Some More Heavy C Wizardry
2025-06-11
In the past I’ve talked about C’s janky lambdas, ie. local anonymous functions with a cutesy interface using macros. This is a continuation of that post, not because I want to talk about lambdas, but because we are doing things you’re not supposed to in C.
Some time ago I was watching Tsoding’s (I
highly recommend every vod) 1 stream and came across
the idea of raw dogging the program counter and implementing coroutines
by hand in C. Having been successfully nerd-sniped, I decided to see if
I could roll my own implementation just referencing what Alexey had
used: Musl’s implementation of setjmp
longjmp
(for x86_64).
In this blog post, I’d like for us to reconstruct my implementation from first principles;
Coroutines are subroutines’ more charismatic and sociable cousins; instead of arranging themselves in rigid hierarchies, they are all about hippie stuff like cooperation. In less allegorical terms, coroutines are a unit of computation much like a function, but which can be suspended and resumed, yielding control of the execution of the program to other cooperating coroutines. Resumption of control implies that the state of the coroutine prior to its suspension has a degree of permanence.

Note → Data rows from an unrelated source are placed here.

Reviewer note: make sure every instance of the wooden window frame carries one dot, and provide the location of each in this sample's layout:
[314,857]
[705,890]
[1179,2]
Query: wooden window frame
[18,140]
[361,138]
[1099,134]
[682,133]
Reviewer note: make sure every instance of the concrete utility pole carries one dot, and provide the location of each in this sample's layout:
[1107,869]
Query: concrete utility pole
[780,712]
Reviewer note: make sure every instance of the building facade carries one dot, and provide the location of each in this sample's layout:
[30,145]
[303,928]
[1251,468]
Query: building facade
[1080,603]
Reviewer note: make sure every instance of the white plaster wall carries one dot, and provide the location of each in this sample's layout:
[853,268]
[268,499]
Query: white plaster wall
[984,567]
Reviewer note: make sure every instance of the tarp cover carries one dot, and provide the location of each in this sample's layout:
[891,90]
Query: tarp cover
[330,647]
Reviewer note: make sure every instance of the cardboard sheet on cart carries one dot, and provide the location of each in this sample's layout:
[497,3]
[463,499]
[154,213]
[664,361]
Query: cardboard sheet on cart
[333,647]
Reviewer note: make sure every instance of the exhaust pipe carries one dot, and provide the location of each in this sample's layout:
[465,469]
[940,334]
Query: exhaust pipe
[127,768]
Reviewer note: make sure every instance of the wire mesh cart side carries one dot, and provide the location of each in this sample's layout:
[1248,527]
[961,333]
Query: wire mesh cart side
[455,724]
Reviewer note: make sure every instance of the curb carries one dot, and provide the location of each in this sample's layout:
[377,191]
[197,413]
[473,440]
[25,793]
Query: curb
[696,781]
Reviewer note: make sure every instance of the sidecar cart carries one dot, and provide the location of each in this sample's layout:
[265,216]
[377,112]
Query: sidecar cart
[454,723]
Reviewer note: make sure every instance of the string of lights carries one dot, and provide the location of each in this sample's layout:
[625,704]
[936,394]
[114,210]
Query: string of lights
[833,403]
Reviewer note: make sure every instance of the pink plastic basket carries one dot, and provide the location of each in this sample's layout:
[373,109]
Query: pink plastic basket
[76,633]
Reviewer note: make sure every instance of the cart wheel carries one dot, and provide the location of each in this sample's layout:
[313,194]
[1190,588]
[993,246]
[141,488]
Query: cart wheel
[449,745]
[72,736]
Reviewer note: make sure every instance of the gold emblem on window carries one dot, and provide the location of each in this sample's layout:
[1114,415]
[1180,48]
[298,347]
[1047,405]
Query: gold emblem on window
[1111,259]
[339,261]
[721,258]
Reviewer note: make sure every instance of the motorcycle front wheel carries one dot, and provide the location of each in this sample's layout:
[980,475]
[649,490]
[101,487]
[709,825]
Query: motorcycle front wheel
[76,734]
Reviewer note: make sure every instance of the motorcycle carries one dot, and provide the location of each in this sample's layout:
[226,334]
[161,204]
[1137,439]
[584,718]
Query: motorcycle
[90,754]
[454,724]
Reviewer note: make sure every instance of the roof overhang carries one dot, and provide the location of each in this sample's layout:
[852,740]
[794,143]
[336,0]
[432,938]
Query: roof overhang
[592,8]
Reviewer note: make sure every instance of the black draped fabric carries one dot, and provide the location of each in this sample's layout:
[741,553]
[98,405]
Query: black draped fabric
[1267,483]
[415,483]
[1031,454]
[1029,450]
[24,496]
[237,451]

Generators can be thought of as being backed by a coroutine, for instance. They also look like “green threads”, wherein the program manages its own pooling of tasks to perform, without OS threads getting involved a priori.
We are interested in stackful coroutines, because they are more interesting, and because C++ can’t do them yet as far as I know. A coroutine system is stackful when voluntary suspension (yielding) of control can occur deep inside a coroutine’s call stack, as opposed to only on the frame of the coroutine itself. These are particularly interesting for complex generators, such as parsers which by necessity produce complex trees, which sometimes have to be checked for correctness: maintaining the state of the parser for it to backtrack on a particular parsing of a token stream is inherently useful.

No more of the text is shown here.